Brooking was the head of the Louis H. Hill Company at the time, a Santa Clara outfit that specialized in drapes, blinds, and any manner of device to control light in a room. His business had installed the tracks and security curtains that Lockheed Martin used to hide top-secret projects from underclearanced eyes. He had hung the static-free curtains for the entryway of the NASA cleanroom where the Hubble Telescope was built. Even the laser barriers at the Lawrence Livermore National Laboratory were installed by his company.
And sometimes work extended into a Valley luminary’s home, such as Steve Jobs’.
Brooking remembers the house call, and finding that the cord to the blinds he had recently installed had been cut. Jobs admitted, the cord had been too long for his tastes, so he took some interior design initiative. Turns out simple, no frills design might have sold millions of computers, but its application has its limits.

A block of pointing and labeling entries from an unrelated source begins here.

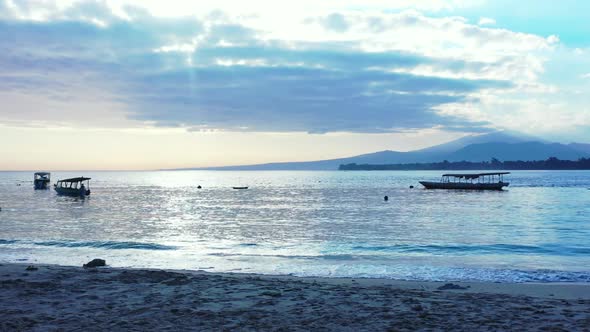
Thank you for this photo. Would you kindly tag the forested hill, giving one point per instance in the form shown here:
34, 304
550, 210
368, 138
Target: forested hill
494, 164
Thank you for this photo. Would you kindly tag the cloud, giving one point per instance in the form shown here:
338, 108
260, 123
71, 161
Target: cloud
486, 21
343, 71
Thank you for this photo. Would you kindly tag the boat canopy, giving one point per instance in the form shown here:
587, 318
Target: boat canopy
475, 175
78, 179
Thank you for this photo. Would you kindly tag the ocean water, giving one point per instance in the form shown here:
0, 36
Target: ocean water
331, 224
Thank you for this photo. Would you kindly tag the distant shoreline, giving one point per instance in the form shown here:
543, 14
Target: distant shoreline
551, 164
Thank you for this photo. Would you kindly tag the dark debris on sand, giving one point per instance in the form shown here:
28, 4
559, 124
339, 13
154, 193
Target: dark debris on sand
139, 300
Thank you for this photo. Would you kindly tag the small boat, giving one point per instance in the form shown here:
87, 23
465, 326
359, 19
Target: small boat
73, 187
477, 181
41, 180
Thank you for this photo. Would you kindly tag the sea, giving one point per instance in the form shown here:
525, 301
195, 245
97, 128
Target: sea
306, 223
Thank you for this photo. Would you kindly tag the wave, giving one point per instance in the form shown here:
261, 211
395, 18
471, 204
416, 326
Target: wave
548, 249
112, 245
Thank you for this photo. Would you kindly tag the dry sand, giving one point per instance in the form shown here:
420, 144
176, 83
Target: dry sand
71, 298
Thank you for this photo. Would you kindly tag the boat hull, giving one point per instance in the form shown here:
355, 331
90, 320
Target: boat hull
464, 186
72, 192
41, 184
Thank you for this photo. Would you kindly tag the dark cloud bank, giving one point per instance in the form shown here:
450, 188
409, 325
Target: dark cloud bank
269, 86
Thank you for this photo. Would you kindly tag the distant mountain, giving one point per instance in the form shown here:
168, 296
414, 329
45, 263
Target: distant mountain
585, 148
500, 145
515, 151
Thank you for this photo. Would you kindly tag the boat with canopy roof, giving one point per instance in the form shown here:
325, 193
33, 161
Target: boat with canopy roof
78, 187
474, 181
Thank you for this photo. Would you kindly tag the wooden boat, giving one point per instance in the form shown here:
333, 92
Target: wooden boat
41, 180
73, 187
477, 181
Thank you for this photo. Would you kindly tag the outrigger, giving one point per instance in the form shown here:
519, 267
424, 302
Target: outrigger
73, 187
477, 181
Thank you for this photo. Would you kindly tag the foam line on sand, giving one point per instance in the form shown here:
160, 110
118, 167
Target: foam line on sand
71, 298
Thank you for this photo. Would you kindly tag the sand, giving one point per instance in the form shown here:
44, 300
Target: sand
72, 298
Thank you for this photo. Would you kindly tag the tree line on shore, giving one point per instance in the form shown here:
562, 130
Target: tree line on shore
551, 163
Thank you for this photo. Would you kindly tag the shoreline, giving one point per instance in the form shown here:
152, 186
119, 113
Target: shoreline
67, 297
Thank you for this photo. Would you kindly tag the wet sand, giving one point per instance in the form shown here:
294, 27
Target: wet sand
72, 298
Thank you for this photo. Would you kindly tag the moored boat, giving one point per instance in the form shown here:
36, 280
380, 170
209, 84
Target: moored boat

The company had deep roots in California, as it was held in Alan’s wife’s family for years. Susan Brooking’s uncle, Louis Hill, sold school projectors until he realized how many windows there were in schools, and how dark a room had to be in order to operate a projector. That’s when Hill went from selling a few projectors, to many darkening drapes for the schools that sprouted up all over the Bay Area in the ’50s and ’60s.
The transition from schools to tech companies was a natural for the company, and one that Alan helped guide. When the Brookings retired and sold the company, they were left with a commercial building, but no company.
“We never saw ourselves as commercial landlords,” Susan said about their decision to donate the building to Santa Clara University. “We’re glad that we were able to do something for young people, who will be the next generation of California’s entrepreneurs.”
And when those entrepreneurs build the companies that face the future, it just might be Louis Hill blinds that keep the glare out of their eyes.